Frage an René Röspel von Thomas P.
Herr Röspel,
warum haben Sie den Antrag der Grünen auf Ablehnung der Schiedsgerichte bei TTIP abgelehnt. Amerikanische Konzerne können uns doch dadurch ohne Ende verklagen und deutsche Gesetzte aushebeln? Welchen Vorteil soll uns das bringen?
Sehr geehrter Herr Pieper,
vielen Dank für Ihre Anfrage zu meinem Abstimmungsverhalten zum Antrag der Grünen „Für fairen Handel ohne Klageprivilegien für Konzerne“ (Drs. 18/1458).

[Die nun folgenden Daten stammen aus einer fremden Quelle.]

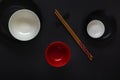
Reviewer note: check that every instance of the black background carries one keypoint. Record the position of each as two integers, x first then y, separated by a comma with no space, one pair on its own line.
26,60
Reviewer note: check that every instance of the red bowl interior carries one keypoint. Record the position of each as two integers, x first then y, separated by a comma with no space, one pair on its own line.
57,54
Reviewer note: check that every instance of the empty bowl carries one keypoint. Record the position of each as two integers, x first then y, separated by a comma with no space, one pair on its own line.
95,29
57,54
24,24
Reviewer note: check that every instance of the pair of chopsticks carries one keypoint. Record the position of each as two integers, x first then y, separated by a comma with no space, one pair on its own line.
75,37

Es ist richtig, dass der Antrag von mir und dem Großteil der SPD-Bundestagsfraktion (es gab zwei Enthaltungen) abgelehnt wurde. Das liegt allerdings nicht darin begründet, dass wir uns für die Aufnahme von Schiedsgerichtsmechanismen in Freihandelsabkommen aussprechen. Das Gegenteil ist der Fall, wie Sie im kürzlich auf dem SPD-Parteikonvent vom 20. September verabschiedeten Beschluss unter Punkt 8 nachlesen können:
„Prinzipiell ist auszuschließen, dass das demokratische Recht, Regelungen zum Schutz von Gemeinwohlzielen zu schaffen, gefährdet, ausgehebelt oder umgangen wird oder dass ein Marktzugang, der solchen Regeln widerspricht, einklagbar wird. Die Fähigkeit von Parlamenten und Regierungen, Gesetze und Regeln zum Schutz und im Sinne der Bürgerinnen und Bürger zu erlassen, darf auch nicht durch die Schaffung eines „Regulierungsrates“ im Kontext regulatorischer Kooperation oder durch weitgehende Investitionsschutzvorschriften erschwert werden.

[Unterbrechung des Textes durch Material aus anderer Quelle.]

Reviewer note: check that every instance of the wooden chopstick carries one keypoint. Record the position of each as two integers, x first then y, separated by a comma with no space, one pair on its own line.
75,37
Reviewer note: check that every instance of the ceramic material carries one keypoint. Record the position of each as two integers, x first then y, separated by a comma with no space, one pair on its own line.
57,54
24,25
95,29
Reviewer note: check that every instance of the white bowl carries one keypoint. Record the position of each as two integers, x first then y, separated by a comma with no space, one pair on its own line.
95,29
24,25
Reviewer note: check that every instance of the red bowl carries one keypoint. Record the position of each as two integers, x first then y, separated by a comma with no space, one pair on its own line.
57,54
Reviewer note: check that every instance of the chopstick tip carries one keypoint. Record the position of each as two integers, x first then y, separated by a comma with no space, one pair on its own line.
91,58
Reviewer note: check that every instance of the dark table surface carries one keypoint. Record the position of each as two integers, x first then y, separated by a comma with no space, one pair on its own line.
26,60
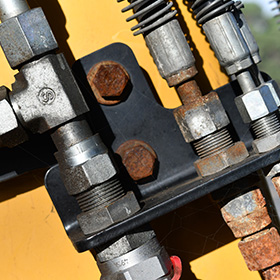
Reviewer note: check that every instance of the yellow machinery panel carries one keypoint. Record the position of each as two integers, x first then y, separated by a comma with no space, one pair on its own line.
32,239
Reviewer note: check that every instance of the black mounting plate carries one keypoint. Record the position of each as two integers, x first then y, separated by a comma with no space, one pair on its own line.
141,117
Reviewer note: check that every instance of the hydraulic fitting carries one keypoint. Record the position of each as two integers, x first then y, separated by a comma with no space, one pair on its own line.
237,51
137,255
203,122
91,177
44,97
26,36
202,119
11,131
41,97
164,38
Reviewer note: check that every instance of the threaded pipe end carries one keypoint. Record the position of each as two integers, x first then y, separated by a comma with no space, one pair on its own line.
101,195
213,143
266,126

Investitionsschutzvorschriften sind in einem Abkommen zwischen den USA und der EU grundsätzlich nicht erforderlich und sollten nicht mit TTIP eingeführt werden. In jedem Fall sind Investor-Staat-Schiedsverfahren und unklare Definitionen von Rechtsbegriffen, wie „Faire und Gerechte Behandlung“ oder „Indirekte Enteignung“ abzulehnen.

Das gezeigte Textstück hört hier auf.